Database Connectivity Issues for Agent API

Incident Report for Buildkite

Postmortem

Overview

On May 31st between 5:38 AM and 8:53 AM AEST our Agent API was non-responsive due to being unable to connect to the underlying database. Agents were unable to accept or process jobs and were returning 502 errors when attempting to connect. Our monitoring picked this issue up immediately and we alerted customers 8 minutes later via the status page and Slacks. The on-call engineer investigated and escalated initially to second engineer and finally to an "all hands on deck". Several different issues were identified and fixes put in place to mitigate. At 8:53 AM AEST the issue was resolved and Agents were able to function correctly again.

What was Affected

Agents were unable to connect to the Agent API, meaning they were unable to receive new work or report the completion of work they had previously been working on.

Root Cause

Several of our large Postgres tables that are critical for agent communications use row-level locking for strong consistency. As they have grown, the auto-vacuuming process has gradually gotten slower. The outage was caused by a cascading issue where several long-running processes that update job statuses ran unusually slowly (5+ minutes) due to the auto-vacuuming. These processes turned out to hold long-running row-level locks on large numbers of jobs. This caused requests to the Agent API to block on these locks, which caused an exhaustion of connections in our database connection pools. The lack of available database connections caused the Agent API EC2 instance status checks to fail and instances were marked as failed and became unavailable via HTTPS.

Timeline

5:38 AM AEST We received an alert from PagerDuty that there was a spike in exceptions being raised from the Buildkite Agent API. These exceptions indicated that the API could not connect to our main transactional database.
5:46 AM AEST Customers notified of incident via status page and Slack.
6:30 AM AEST The rest of the Buildkite engineering team were notified as the root cause had not been identified. This is when the incident became an "all hands on deck" scenario.
6:50 AM AEST The root cause of the issue was identified. There were several issues that all cascaded into a "perfect storm" of performance problems. Specifically:
- An auto-vacuum was kicked off by our AWS RDS database on the main jobs table, causing query performance to degrade.
- Queries that generally were fast started to slow down significantly. Job and build records ended up being locked for long periods of time (up to several minutes).
- Agents tried to finish jobs and builds, but started hanging as they couldn't get locks on the records they needed to.
- All of our PG Bouncer connections filled up with long running SQL queries waiting on locks. This is what started raising exceptions which caused the PagerDuty alert.
- All of our Puma workers filled up with hanging agents waiting on SQL queries.
- The health check endpoints within the Agent API couldn't be reached by our ALB, which caused servers to go unhealthy and shutdown.
7:00 AM AEST Once we figured out what was going on, we started manually killing off long running queries that could be safely retried later on, restarted PG Bouncer to reclaim connections, and introduced a hard limit on SQL queries being executed by the Agent API to stop the long running queries.
7:22 AM AEST Mitigations were applied and the Agent API returned to normal.
7:52 AM AEST We were alerted that webhooks and GitHub status updates were not being delivered. The performance problems of the Agent API had a flow-on effect that caused a backlog of these external notifications to not be processed. At this stage, there were around 9 million webhooks and GitHub status updates that needed to be delivered. We increased our background job processor capacity to work through the backlog.
8:53 AM AEST We finished our backlog of work, and systems were fully operation again.

Changes We've Made

Review and optimise job and build locks to only hold locks on small sets of jobs and process incrementally.
Roll out timeouts on long-running SQL queries across performance-critical parts of our system.
Partition our jobs table to increase query performance and reduce the performance impact of an auto-vacuum.

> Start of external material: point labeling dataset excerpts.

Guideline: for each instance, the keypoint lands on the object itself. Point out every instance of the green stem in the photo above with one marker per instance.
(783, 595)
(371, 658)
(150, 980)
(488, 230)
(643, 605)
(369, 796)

Posted Jun 03, 2018 - 07:11 UTC

Resolved

Everything looks good on our end. We're marking as resolved and we'll publish an incident report shortly.

Posted May 30, 2018 - 23:20 UTC

Monitoring

We finished our backlog of around 9 million external webhooks and GitHub SCM notifications. Everything is going smooth on our end now, we'll keep monitoring to make sure everything is fully operational again.

Posted May 30, 2018 - 22:53 UTC

Update

We are continuing to work on a fix for this issue.

Posted May 30, 2018 - 22:36 UTC

Identified

We've also identified outgoing webhooks, live page updates and GitHub commit statuses are heavily backlogged. Build jobs still should be running as usual. We're increasing capacity on our end now to work through the backlog and we expect things to return to normal shortly.

Posted May 30, 2018 - 21:52 UTC

Monitoring

We've identified the issue and put a fix in place. A slow running query was causing lock contention that lead to connection exhaustion in our agent API. We've got some fixes planned and will follow up with a post mortem, in the meantime, we're keeping a close eye on things.

Posted May 30, 2018 - 21:22 UTC

Identified

We've identified the database issue and have a temporary fix in place whilst we keep investigating.

Posted May 30, 2018 - 20:50 UTC

Update

We are continuing to investigate, job queue is also now unavailable.

Posted May 30, 2018 - 20:02 UTC

Investigating

We're seeing an issue with our Agent API being able to connect to it's database again. We're investigating.

Posted May 30, 2018 - 19:46 UTC

This incident affected: Notifications (GitHub Commit Status Notifications, Email Notifications, Slack Notifications, Webhook Notifications).